Who is Stefan Zweig? Information on Austrian writer Stefan Zweig biography, life story, works and books.
Stefan Zweig; Austrian writer: b. Vienna, Austria, Nov. 28, 1881; d. Petropolis, Brazil, Feb. 23, 1942. Offspring of a patrician Jewish family, he was educated at the universities of Berlin and Vienna and began his career with the lyric volumes Silberne Saiten (1901) and Die frühen Kränze (1907). Travels in Africa, Asia, and America gave him world perspective. In the circle of the Belgian poet Emile Verhaeren, whom he translated into German, he came in contact with the literary elite of western Europe and projected for himself the role of the “good European,” the sympathetic intermediary between the cultures and great personalities of the Continent. He drew upon Hellenic sources for his first drama Tersites (1907) and upon Biblical sources for his pacifist play Jeremias (1917), which warned against the folly of war and comforted the defeated. His short stories followed the contemporary tradition of “Young Vienna” and were especially influenced by Arthur Schnitzler and Sigmund Freud.

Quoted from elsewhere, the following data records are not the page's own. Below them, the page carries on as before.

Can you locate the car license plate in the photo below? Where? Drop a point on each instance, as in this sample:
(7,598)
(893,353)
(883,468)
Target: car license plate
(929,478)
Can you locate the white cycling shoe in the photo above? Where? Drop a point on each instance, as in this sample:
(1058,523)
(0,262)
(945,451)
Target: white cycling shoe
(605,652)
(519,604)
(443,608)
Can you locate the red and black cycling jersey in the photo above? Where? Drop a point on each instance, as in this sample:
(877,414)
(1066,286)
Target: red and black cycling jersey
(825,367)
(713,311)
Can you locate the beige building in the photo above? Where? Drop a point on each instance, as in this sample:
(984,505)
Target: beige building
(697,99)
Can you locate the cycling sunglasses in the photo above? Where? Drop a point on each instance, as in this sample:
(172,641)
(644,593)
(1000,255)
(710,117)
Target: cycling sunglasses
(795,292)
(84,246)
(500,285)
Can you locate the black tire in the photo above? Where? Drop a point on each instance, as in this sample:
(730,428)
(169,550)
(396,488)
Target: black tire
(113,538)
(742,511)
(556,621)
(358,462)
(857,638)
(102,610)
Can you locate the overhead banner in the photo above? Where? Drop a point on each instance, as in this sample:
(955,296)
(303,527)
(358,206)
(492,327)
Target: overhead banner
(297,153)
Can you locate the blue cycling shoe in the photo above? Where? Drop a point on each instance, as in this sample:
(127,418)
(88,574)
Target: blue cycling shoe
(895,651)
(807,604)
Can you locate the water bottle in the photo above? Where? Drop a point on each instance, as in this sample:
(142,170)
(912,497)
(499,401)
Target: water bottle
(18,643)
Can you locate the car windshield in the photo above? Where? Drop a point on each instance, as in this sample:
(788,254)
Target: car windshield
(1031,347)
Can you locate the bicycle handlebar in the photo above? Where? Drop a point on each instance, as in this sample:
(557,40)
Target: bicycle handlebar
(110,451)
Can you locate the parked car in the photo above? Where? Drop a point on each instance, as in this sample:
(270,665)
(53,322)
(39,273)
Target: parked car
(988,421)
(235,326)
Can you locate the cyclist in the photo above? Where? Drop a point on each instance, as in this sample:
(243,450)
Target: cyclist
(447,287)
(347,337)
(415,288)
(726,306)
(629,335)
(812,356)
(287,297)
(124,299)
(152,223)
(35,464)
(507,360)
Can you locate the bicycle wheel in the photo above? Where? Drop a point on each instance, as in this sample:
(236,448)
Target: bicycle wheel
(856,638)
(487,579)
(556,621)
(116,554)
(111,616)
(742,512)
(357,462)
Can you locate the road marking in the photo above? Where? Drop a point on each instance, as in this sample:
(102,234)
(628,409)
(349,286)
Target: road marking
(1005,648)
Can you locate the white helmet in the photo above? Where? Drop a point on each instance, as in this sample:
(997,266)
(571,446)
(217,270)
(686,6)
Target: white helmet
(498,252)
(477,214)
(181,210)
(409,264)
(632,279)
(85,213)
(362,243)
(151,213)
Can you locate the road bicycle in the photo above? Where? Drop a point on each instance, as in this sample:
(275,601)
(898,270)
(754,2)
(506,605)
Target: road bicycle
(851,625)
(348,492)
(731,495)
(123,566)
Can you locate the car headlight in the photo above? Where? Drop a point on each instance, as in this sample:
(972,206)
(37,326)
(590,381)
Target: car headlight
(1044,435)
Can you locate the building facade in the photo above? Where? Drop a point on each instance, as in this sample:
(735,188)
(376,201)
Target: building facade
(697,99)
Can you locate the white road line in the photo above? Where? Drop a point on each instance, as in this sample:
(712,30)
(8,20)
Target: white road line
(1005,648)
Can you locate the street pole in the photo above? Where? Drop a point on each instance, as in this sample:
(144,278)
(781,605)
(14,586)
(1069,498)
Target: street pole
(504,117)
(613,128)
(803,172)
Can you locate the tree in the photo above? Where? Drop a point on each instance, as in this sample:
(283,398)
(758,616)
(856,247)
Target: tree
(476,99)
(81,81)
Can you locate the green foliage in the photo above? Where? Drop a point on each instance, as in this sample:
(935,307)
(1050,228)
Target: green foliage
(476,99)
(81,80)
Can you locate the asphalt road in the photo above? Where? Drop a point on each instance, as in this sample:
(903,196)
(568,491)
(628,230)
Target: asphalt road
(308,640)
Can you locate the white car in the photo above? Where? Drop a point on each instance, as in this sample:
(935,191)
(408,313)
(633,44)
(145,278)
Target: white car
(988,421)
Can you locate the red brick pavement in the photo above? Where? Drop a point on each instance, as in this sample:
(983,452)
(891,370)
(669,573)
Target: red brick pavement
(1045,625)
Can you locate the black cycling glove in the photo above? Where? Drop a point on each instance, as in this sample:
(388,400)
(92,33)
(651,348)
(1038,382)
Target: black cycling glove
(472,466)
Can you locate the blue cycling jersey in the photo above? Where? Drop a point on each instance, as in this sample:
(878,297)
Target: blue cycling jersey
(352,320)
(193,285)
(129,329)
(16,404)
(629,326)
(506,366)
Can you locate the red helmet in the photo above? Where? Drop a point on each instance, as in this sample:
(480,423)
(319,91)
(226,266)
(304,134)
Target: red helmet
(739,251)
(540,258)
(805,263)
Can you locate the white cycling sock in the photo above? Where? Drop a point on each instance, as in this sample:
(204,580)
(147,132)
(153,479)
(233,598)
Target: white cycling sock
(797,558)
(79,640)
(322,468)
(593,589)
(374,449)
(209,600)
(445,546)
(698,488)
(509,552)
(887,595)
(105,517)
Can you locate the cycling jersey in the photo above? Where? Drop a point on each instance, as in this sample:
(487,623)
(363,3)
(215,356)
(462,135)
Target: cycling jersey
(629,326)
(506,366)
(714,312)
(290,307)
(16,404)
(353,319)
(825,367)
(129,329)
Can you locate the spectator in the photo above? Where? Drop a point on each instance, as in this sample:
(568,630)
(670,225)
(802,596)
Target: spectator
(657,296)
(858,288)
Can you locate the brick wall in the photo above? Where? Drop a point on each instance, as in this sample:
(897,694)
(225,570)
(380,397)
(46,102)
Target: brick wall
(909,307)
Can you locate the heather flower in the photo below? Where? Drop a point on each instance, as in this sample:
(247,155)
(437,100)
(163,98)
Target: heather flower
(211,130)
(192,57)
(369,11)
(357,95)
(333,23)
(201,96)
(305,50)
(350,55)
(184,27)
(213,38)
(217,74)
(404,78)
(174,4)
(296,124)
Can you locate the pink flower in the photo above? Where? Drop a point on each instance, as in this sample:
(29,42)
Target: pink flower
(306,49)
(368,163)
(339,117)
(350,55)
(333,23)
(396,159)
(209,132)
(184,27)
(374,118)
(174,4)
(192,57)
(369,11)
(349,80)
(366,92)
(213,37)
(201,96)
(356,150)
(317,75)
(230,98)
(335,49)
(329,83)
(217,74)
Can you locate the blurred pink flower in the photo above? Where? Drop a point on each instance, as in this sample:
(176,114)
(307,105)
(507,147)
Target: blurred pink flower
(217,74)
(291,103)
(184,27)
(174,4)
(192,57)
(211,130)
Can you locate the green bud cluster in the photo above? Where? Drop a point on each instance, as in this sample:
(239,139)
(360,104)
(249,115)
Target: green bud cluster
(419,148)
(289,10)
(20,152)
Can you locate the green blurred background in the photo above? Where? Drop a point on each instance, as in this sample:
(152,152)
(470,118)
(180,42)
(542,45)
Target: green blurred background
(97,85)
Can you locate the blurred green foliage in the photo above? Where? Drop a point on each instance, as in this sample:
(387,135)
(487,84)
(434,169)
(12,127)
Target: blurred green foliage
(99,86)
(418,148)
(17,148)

Zweig reached the height of popularity with his biographies and cultural essays. His studies of Dostoyevsky and Tolstoy made the Russian soul more intelligible to the West. In Romain Rolland, Honore Balzac, Stendhal, Joseph Fouche, and Marie Antoinette he sought to interpret the French soul. In other studies he appraised sympathetically the achievements of diverse peoples and ages. He adapted Ben Jonson’s Volpone for contemporary audiences and wrote opera librettos for Richard Strauss. Deprived of his home in Salzburg and forced into exile because of his Jewish origin, he was unable to establish new roots and committed suicide in Brazil. His autobiography Die Welt von Gestern (1941; Eng. tr., The World of Yesterday, 1943) affords keen insight into his personality and generation.